The researchers found that the wealthier the subjects were, and the wealthier they perceived themselves to be in relation to others, the more likely they were to attribute their good fortune to their innate superior qualities. Keitner and Kraus also found that wealth correlates with what they called a retributive versus restorative model of criminal justice.
What we’ve learned in this study is that if you think that there are just bad people out there, because of their genes, because of their temperament, because of their biological makeup, you won’t have much hope in restorative justice or restorative punishment. You won’t think there’s really any opportunity for them to change.
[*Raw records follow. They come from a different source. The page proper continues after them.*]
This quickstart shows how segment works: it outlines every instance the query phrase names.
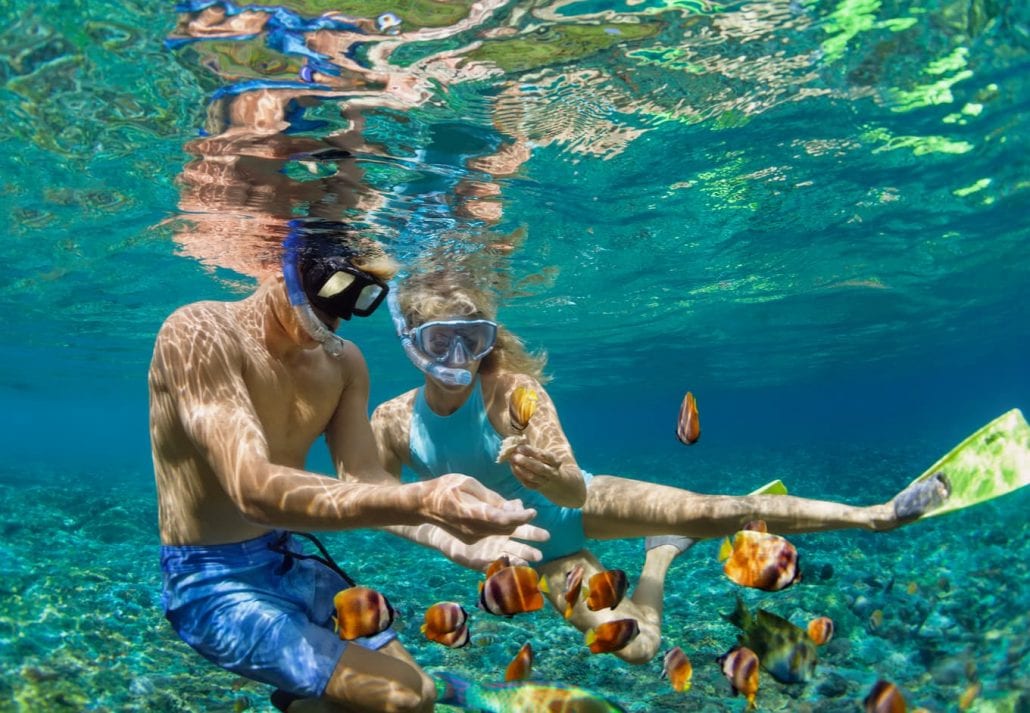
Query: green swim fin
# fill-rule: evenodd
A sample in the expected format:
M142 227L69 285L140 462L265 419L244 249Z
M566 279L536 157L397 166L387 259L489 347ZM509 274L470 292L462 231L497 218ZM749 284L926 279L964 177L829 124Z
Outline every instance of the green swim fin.
M771 480L758 490L752 490L748 495L786 495L787 486L783 484L783 481L777 478Z
M922 515L946 512L992 500L1030 484L1030 425L1019 409L994 419L913 480L918 483L943 473L951 494Z

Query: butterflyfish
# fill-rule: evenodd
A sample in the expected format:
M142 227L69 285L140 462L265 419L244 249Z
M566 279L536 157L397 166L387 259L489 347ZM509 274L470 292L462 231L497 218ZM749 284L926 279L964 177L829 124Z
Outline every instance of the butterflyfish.
M587 609L614 609L626 596L629 579L621 569L598 572L587 582Z
M680 405L680 418L676 424L676 438L685 446L697 443L701 437L701 420L697 415L697 401L694 394L687 392Z
M519 386L511 393L508 401L508 416L511 427L521 433L529 425L529 419L536 413L536 405L540 397L536 391L526 386Z
M865 704L866 713L905 713L908 710L905 697L898 687L883 679L873 684L862 703Z
M527 641L515 654L515 658L508 664L504 671L505 681L521 681L529 678L529 672L533 670L533 647Z
M674 691L682 693L690 689L690 679L694 675L694 667L690 665L690 659L679 646L671 648L665 653L662 675L669 679Z
M776 592L801 579L798 551L769 532L741 530L719 548L726 576L745 587Z
M333 597L336 616L335 631L341 639L350 641L361 636L373 636L393 623L394 611L379 592L368 587L342 589Z
M817 646L830 643L830 639L833 638L833 619L820 616L808 622L808 638Z
M758 655L746 646L734 646L716 661L730 682L733 695L742 694L747 699L747 709L752 710L758 694Z
M568 619L572 616L572 610L579 601L579 592L583 587L583 565L577 564L565 573L565 611L563 616Z
M460 648L469 642L467 621L468 612L457 602L437 602L426 609L422 633L430 641Z
M639 633L636 619L614 619L588 629L584 641L592 653L607 654L626 648Z
M479 583L479 607L498 616L514 616L542 609L547 581L532 567L504 567Z
M505 567L511 567L511 560L508 559L508 555L501 555L486 568L486 578L490 579Z
M752 614L740 597L724 618L740 628L739 643L754 651L762 668L780 683L803 683L815 675L815 643L801 627L764 609Z

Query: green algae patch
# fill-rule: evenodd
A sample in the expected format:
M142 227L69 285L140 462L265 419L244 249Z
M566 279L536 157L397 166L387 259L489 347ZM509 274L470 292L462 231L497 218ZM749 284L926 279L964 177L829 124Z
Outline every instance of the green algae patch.
M302 15L322 15L327 12L348 17L378 17L392 12L401 19L401 29L417 30L420 27L448 27L469 14L472 3L468 0L442 3L437 0L395 0L384 3L379 0L298 0L290 3L293 10Z
M642 40L658 33L657 23L555 25L524 37L485 42L469 59L492 62L506 72L564 64L606 50L622 42Z

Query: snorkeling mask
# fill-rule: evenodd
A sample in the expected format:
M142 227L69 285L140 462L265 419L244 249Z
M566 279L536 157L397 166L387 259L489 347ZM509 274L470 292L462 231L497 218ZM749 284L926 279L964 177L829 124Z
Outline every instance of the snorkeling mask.
M352 316L367 317L382 303L389 286L374 275L350 264L355 254L346 245L337 243L337 254L320 256L308 247L302 221L291 221L290 234L283 243L283 278L290 304L308 335L319 342L332 356L340 356L346 342L333 333L315 314L312 305L331 317L349 320ZM326 227L319 222L318 227ZM325 239L325 238L323 238ZM328 238L331 239L331 238ZM301 261L304 261L304 275Z
M488 319L451 319L426 322L407 329L397 295L387 296L397 336L411 362L423 373L449 386L472 383L472 372L462 368L482 359L497 341L497 324Z

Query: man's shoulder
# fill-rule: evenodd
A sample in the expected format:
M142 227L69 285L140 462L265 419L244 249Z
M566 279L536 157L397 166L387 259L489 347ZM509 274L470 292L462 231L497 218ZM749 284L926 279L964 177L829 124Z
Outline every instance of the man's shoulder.
M403 394L394 396L376 406L373 417L391 418L400 414L411 413L412 405L415 403L415 394L418 389L405 391Z
M192 302L179 307L165 319L158 331L158 339L183 332L210 333L219 331L226 325L226 315L231 302Z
And what we’ve found is that because they have this belief that the people who aren’t doing well aren’t doing well because of their genes, upper-class individuals — or people put into this upper-class mindset — are more likely to endorse harsher, more retributive forms of punishment. That’s true when thinking about crimes and also kids cheating in schools — all manner of transgressions. I think that’s really worrisome.
Our state government is not full of elected officials or bureaucrats of considerable wealth but that does describe many of the people with the most influence over it – the lobbyists, advisers, board members, etc.
And I’m not only worried about our punitive tendencies. I’d also extend this analysis to other policy areas. For example, the idea of devoting resources to those in need, people who are struggling, is a foundational element of a strong state. And our data would suggest that the well-to-do, who are more likely to be in office, won’t have that intuition about directing resources to those in need. I think there are many applications of this work.
Most CPS reports are for neglect, not abuse. While abusive parents are found at all socioeconomic levels, neglect is probably more often a function of lack of resources rather than malice. But if wealthy people are likelier to believe that poor parents are simply constitutionally inferior than to see them as worthwhile people who need help, you can see how this could put abused and neglected children from poor families in a double bind. Prisons might be taking precedence over assistance to poor households for reasons people designing those policies haven't even given much thought to.